Benedetti Elisa, Gerstner Nathalie, Pučić-Baković Maja, Keser Toma, Reiding Karli R, Ruhaak L Renee, Štambuk Tamara, Selman Maurice H J, Rudan Igor, Polašek Ozren, Hayward Caroline, Beekman Marian, Slagboom Eline, Wuhrer Manfred, Dunlop Malcolm G, Lauc Gordan, Krumsiek Jan
Department of Physiology and Biophysics, Institute for Computational Biomedicine, Englander Institute for Precision Medicine, Weill Cornell Medicine, New York, NY 10022, USA.
Institute of Computational Biology, Helmholtz Zentrum München-German Research Center for Environmental Health, 85764 Neuherberg, Germany.
Metabolites. 2020 Jul 2;10(7):271. doi: 10.3390/metabo10070271.
Glycomics measurements, like all other high-throughput technologies, are subject to technical variation due to fluctuations in the experimental conditions. The removal of this non-biological signal from the data is referred to as normalization. Contrary to other omics data types, a systematic evaluation of normalization options for glycomics data has not been published so far. In this paper, we assess the quality of different normalization strategies for glycomics data with an innovative approach. It has been shown previously that Gaussian Graphical Models (GGMs) inferred from glycomics data are able to identify enzymatic steps in the glycan synthesis pathways in a data-driven fashion. Based on this finding, here, we quantify the quality of a given normalization method according to how well a GGM inferred from the respective normalized data reconstructs known synthesis reactions in the glycosylation pathway. The method therefore exploits a biological measure of goodness. We analyzed 23 different normalization combinations applied to six large-scale glycomics cohorts across three experimental platforms: Liquid Chromatography - ElectroSpray Ionization - Mass Spectrometry (LC-ESI-MS), Ultra High Performance Liquid Chromatography with Fluorescence Detection (UHPLC-FLD), and Matrix Assisted Laser Desorption Ionization - Furier Transform Ion Cyclotron Resonance - Mass Spectrometry (MALDI-FTICR-MS). Based on our results, we recommend normalizing glycan data using the 'Probabilistic Quotient' method followed by log-transformation, irrespective of the measurement platform. This recommendation is further supported by an additional analysis, where we ranked normalization methods based on their statistical associations with age, a factor known to associate with glycomics measurements.
与所有其他高通量技术一样,糖组学测量也会因实验条件的波动而受到技术变异的影响。从数据中去除这种非生物信号被称为归一化。与其他组学数据类型不同,目前尚未发表关于糖组学数据归一化选项的系统评估。
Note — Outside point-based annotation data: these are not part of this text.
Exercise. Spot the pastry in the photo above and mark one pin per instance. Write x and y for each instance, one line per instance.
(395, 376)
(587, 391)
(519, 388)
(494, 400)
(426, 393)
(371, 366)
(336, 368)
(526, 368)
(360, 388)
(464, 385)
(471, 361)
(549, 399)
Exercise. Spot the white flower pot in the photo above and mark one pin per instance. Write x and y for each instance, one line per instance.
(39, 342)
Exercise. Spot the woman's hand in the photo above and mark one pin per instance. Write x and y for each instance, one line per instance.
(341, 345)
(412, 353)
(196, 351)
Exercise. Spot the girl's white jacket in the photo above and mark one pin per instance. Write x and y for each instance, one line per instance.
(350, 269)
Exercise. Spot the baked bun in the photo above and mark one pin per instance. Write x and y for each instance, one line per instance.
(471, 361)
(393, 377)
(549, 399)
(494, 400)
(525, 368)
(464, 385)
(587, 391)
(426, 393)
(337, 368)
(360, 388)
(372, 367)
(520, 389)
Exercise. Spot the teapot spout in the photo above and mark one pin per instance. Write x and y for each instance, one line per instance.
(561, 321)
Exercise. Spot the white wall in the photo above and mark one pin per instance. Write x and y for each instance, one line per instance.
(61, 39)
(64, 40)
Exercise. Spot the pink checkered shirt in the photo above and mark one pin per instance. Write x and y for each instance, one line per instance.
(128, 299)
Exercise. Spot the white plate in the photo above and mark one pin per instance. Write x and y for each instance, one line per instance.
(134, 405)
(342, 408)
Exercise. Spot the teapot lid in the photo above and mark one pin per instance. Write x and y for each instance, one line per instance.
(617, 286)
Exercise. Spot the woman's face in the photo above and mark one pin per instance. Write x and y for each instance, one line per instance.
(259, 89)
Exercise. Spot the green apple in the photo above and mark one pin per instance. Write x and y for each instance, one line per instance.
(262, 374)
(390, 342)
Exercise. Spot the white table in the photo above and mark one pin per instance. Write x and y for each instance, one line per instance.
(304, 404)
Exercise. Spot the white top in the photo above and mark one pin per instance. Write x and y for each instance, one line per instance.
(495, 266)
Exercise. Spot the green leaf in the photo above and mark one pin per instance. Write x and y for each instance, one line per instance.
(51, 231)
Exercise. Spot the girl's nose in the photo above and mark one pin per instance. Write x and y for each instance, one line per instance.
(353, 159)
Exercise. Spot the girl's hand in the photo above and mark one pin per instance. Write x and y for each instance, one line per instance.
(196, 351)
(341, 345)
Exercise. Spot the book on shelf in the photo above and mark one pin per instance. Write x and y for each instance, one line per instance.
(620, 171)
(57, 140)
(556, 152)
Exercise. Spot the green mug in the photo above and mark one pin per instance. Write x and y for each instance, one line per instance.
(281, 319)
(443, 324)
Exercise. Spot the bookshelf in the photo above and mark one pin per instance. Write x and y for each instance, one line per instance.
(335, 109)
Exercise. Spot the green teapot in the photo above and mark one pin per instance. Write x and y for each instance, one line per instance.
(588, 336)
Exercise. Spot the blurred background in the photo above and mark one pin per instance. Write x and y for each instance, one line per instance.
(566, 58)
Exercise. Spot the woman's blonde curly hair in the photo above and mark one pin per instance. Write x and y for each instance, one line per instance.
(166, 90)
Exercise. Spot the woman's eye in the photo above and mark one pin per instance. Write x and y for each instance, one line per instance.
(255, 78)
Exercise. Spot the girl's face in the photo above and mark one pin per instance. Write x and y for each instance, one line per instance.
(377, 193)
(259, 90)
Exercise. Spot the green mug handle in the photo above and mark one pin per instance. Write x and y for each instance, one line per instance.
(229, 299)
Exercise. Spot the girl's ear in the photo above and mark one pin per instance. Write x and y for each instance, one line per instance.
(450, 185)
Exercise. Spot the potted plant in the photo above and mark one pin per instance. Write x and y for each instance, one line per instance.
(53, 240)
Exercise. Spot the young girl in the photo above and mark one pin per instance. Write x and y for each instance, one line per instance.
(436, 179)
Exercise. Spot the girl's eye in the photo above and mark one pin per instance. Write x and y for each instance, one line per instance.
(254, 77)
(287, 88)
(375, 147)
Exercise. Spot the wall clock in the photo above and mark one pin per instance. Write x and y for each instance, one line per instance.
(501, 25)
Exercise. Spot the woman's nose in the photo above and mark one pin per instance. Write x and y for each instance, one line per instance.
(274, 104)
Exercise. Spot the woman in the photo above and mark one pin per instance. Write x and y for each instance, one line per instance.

在本文中,我们采用一种创新方法评估了糖组学数据不同归一化策略的质量。此前已经表明,从糖组学数据推断出的高斯图形模型(GGMs)能够以数据驱动的方式识别聚糖合成途径中的酶促步骤。基于这一发现,在此我们根据从各自归一化数据推断出的GGM对糖基化途径中已知合成反应的重建程度来量化给定归一化方法的质量。因此,该方法利用了一种生物学上的优劣度量。我们分析了应用于三个实验平台上六个大规模糖组学队列的23种不同归一化组合:液相色谱 - 电喷雾电离 - 质谱(LC - ESI - MS)、带荧光检测的超高效液相色谱(UHPLC - FLD)以及基质辅助激光解吸电离 - 傅里叶变换离子回旋共振 - 质谱(MALDI - FTICR - MS)。根据我们的结果,我们建议无论测量平台如何,都使用“概率商”方法对聚糖数据进行归一化,然后进行对数变换。另一项分析进一步支持了这一建议,在该分析中,我们根据归一化方法与年龄(已知与糖组学测量相关的一个因素)的统计关联对归一化方法进行了排名。